Upaya itu dilakukan Mirza dengan menandatangani Letter of Intent (LoI) dengan dua perusahaan luar angkasa asal China, yakni Star.vision Aerospace Ltd dan Oriental Maritime Space Port (Shandong) Development Group Co Ltd.

Penandatanganan kerja sama yang difasilitasi Badan Riset dan Inovasi Nasional (BRIN) berlangsung di kantor pusat Star.vision, Kota Haiyang, Provinsi Shandong, China, Rabu (28/5/2025).

Lewat kemitraan tersebut, kebijakan pembangunan di Provinsi Lampung dibuat berbasis data akurat yang diolah AI. Data diambil dari citra Satelit Lampung-1 yang akan mengorbit di Lampung pada 2026.

Seluruh biaya satelit akan menjadi tanggungan Star.vision Aerospace tanpa menggunakan sepeser pun dana anggaran pendapatan dan belanja daerah (APBD) Lampung.

"Lampung mendapat manfaatnya untuk berbagai kepentingan," ujar Mirza dalam siaran pers yang diterima Kompas.com, jumat (30/5/2025).

Star.vision Aerospace Ltd merupakan perusahaan teknologi luar angkasa China yang dikenal sebagai pionir dalam pengembangan satelit observasi Bumi serta layanan data satelit berbasis AI.

Produk andalannya antara lain adalah satelit MiniSAR, Hyperspectral, dan Optical Earth Observation.

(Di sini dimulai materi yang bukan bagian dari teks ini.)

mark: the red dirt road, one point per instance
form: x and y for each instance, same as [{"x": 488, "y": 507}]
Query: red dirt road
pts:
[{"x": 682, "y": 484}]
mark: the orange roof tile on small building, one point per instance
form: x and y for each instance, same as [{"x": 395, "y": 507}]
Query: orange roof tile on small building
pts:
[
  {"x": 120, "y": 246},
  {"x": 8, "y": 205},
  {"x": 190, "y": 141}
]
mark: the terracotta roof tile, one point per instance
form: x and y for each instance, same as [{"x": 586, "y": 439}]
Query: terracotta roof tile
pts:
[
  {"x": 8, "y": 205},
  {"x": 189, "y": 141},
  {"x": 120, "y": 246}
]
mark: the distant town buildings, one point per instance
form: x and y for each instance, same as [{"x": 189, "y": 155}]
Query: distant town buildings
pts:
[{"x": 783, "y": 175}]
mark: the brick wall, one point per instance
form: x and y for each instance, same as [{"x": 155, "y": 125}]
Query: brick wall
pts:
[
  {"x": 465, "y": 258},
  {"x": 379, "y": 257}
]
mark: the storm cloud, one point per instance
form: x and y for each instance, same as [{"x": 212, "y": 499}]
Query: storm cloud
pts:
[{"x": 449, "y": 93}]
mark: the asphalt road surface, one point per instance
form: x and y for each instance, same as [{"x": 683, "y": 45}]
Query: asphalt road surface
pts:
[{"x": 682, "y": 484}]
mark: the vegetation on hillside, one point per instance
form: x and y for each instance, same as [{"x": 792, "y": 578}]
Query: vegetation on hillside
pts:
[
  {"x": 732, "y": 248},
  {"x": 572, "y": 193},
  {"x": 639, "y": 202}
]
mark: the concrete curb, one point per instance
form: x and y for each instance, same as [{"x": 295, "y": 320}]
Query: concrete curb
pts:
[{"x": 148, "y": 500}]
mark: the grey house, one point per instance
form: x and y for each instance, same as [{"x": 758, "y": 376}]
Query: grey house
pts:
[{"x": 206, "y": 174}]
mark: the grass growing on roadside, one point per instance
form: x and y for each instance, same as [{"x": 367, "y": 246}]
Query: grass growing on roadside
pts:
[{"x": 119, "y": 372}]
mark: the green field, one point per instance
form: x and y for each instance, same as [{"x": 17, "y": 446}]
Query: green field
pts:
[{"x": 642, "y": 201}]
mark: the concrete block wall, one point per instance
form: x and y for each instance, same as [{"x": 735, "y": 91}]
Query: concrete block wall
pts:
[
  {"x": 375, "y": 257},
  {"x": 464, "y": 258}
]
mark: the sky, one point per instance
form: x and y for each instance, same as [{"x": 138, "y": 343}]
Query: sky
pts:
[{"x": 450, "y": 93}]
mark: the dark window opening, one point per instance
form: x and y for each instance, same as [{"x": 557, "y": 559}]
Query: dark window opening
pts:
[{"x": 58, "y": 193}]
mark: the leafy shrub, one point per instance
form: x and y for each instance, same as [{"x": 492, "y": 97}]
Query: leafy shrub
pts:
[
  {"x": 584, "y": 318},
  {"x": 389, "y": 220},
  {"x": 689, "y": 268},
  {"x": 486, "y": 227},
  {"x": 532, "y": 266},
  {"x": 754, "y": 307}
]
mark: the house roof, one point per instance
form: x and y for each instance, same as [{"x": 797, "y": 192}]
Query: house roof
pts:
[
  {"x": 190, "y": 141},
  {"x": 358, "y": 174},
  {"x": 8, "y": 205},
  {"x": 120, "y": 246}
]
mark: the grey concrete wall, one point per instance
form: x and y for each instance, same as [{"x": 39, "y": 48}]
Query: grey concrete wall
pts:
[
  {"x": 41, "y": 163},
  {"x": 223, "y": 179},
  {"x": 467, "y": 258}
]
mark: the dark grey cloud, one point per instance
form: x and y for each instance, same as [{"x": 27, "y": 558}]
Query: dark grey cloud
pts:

Semua produk ini telah digunakan secara luas oleh sejumlah negara dan instansi di bidang pertahanan, pertanian, kelautan, serta mitigasi bencana.

Star.vision juga memproduksi satelit berukuran mini dan mikro (MiniSAR dan NanoSat). Meski mini, satelit ini punya kemampuan pengamatan resolusi tinggi hingga 30 cm serta lebih efisien dari segi biaya peluncuran dan operasional.

Satelit tersebut menggunakan teknologi kamera multispektral dan hiperspektral untuk menangkap informasi detail dari permukaan Bumi. Hal ini membuatnya cocok dipakai untuk keperluan pemetaan pertanian, kehutanan, dan deteksi polusi.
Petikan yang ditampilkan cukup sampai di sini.